The new packaging changes are steps toward TINE's goal of environmentally friendly and 100% renewable packaging by 2023. TINE is one of Norway's largest users of packaging.
“Our entire industry must contribute to increased recycling by developing packaging that is easy to recycle and increase the use of recycled plastic, and of course remove it where we can,” head of sustainability at TINE, Bjørn Malm, said.
More companies are testing cardboard instead of plastic packaging, according to Green Dot Norway.
The dairy company said it is working to find a good fiber-based solution that can replace all plastic straws and plastic spoons on the more than 100m relevant products it produces annually. TINE is currently testing paper straws in production.

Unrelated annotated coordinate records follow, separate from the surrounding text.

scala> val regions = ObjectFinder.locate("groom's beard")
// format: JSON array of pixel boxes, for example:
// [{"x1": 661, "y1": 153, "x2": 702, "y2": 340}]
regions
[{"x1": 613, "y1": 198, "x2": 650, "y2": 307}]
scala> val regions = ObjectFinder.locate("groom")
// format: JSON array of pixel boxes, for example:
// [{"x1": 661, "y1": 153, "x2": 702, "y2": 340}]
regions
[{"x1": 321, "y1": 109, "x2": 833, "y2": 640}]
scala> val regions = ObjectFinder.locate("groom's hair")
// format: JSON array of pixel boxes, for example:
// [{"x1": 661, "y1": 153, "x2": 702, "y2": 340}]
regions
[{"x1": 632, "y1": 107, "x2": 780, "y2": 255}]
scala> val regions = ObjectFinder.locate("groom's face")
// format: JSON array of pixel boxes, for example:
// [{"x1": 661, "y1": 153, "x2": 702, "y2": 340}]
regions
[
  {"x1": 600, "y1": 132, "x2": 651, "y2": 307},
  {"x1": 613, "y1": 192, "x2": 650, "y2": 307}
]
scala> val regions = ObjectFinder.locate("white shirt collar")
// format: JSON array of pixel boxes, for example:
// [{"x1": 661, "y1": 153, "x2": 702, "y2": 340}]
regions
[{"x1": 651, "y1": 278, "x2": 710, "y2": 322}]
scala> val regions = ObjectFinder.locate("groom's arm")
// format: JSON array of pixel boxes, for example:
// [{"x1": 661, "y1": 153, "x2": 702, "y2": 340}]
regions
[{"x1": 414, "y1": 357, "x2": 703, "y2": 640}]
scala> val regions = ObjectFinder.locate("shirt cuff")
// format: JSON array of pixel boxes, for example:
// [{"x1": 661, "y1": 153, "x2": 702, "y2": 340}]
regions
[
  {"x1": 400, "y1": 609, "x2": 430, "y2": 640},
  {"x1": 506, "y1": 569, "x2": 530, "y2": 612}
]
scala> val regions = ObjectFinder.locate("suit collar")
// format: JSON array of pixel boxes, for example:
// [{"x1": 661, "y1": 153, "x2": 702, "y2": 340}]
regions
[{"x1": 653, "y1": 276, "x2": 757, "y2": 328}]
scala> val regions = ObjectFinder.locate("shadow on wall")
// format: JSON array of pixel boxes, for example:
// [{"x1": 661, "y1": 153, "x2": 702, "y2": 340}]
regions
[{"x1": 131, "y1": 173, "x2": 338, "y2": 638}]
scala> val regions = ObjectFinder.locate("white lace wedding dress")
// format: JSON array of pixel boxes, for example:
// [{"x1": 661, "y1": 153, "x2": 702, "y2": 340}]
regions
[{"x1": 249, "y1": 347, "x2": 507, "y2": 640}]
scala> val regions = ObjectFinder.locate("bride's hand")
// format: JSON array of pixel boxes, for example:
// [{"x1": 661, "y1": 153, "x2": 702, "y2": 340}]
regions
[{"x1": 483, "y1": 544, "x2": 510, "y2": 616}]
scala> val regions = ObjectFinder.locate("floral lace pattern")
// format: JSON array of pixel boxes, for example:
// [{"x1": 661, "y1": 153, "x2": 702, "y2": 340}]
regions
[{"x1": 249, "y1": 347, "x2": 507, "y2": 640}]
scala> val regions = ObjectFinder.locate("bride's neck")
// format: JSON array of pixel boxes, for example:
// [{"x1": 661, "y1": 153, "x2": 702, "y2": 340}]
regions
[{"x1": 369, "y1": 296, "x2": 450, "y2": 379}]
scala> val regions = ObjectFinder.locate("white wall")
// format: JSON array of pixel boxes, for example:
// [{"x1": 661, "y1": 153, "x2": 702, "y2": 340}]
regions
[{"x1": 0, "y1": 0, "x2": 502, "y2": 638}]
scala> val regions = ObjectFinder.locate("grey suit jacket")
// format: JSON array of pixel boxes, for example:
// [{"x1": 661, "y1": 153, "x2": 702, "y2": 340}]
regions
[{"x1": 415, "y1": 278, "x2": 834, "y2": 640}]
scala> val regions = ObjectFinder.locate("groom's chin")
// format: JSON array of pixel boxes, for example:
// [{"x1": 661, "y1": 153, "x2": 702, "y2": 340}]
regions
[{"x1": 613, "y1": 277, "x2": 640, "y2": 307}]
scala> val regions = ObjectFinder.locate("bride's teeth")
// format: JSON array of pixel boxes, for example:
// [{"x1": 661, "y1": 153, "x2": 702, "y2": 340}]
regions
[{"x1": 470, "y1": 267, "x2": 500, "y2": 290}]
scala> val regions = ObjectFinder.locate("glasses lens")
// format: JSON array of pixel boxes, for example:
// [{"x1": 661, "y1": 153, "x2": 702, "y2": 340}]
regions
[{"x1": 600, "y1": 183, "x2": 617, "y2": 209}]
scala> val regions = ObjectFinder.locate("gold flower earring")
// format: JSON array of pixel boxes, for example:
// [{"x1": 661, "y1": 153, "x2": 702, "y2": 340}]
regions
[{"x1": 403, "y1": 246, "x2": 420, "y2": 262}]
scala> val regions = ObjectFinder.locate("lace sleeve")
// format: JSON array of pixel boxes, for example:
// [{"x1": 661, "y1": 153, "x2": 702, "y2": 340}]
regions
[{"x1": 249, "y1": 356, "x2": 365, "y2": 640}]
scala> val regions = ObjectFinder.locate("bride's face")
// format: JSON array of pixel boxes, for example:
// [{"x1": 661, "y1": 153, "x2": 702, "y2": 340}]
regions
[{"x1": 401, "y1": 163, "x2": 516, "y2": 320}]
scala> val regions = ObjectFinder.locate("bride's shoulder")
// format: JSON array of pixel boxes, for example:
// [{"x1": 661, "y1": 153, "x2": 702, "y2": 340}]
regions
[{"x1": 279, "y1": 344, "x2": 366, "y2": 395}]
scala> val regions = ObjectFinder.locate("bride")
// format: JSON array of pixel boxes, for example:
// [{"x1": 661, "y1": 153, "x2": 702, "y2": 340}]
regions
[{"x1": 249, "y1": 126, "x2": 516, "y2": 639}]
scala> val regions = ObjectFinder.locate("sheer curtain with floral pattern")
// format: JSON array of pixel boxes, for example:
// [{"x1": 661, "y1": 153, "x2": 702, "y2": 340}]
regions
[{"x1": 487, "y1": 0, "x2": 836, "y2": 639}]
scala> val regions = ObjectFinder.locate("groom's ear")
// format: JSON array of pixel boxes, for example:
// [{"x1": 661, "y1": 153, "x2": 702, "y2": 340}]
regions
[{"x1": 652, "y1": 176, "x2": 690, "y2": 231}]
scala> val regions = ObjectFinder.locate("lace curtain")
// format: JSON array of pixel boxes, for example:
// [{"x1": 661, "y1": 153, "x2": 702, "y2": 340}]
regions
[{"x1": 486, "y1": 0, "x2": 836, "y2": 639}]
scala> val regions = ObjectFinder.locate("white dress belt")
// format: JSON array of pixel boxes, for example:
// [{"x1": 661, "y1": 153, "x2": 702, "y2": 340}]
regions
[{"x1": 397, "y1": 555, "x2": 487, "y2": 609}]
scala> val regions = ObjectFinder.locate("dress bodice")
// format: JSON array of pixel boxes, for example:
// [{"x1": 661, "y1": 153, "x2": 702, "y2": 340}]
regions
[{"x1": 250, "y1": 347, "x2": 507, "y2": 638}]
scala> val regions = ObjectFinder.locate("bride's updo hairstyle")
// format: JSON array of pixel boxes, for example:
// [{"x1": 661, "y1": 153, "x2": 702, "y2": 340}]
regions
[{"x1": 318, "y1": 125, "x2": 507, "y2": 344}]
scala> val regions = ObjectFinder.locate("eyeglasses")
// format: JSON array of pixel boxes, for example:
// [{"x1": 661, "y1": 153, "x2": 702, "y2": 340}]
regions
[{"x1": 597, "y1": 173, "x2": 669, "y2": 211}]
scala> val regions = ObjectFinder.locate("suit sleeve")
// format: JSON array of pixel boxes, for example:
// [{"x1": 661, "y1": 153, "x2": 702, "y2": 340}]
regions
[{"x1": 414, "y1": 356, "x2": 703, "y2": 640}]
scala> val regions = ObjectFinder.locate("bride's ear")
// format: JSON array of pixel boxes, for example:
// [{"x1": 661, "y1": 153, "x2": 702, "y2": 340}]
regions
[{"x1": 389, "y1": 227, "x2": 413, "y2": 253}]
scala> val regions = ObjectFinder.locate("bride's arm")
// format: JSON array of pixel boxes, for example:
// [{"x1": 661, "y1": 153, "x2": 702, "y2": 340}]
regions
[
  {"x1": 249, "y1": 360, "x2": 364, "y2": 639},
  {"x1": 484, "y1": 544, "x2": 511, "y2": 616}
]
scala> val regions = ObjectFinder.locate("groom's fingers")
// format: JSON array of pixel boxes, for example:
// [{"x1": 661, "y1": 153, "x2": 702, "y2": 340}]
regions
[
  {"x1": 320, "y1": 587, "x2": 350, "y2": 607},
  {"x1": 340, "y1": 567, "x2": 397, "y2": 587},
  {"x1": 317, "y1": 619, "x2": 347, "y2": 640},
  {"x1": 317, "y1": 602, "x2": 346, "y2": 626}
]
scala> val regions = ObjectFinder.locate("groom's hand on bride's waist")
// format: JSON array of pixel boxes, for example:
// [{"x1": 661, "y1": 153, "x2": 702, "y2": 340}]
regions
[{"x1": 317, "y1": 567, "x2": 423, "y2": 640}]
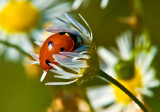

“We are in the process of both test production and consumer tests, and hope that the Norwegian people can drink chocolate milk, Sunniva juice, iced tea and Sprett drinks from paper straws as early as next year. This is new to us, so we are completely dependent on testing to learn. It may sound simple, but these changes are a big transition,” Malm said.
The goal is for TINE's beverage products to feature paper straws, while its yogurt and porridge products will follow with an environmentally-friendly wooden spoon during the next year, if tests are successful.
TINE already launched new environmentally friendly packaging solutions for many of its products this autumn. Its milk cartons are already 100% renewable. To further reduce its footprint, the company has launched its organic milk in a more environmentally friendly carton. The renewable plastic cap has been replaced with the classic board ‘fold’ opening. In addition, TINE has developed a new and improved version of the cardboard cup that was launched on one of TINE's sour cream products last year.
“We must constantly aim to become even better,” Malm said.
He said while much of the company’s packaging can be recycled, the goal is for all packaging to be recyclable, adding that TINE was changing the packaging of all sliced cheese so that it can be recycled and reused.
More than seven out of 10 Norwegians are concerned about environmentally-friendly packaging, according to a recent survey conducted by Opinion, on behalf of TINE.
“We know that functional packaging is important, and hope to convince consumers that environmentally friendly packaging is just as important. We are convinced that the packaging of the future will be able to combine both. The changes simply make it easier for most people to make good environmental choices in the store,” Malm said.
“We must bring with us both the Norwegian people, the industry and of course the authorities who must facilitate that the packaging change actually takes place.”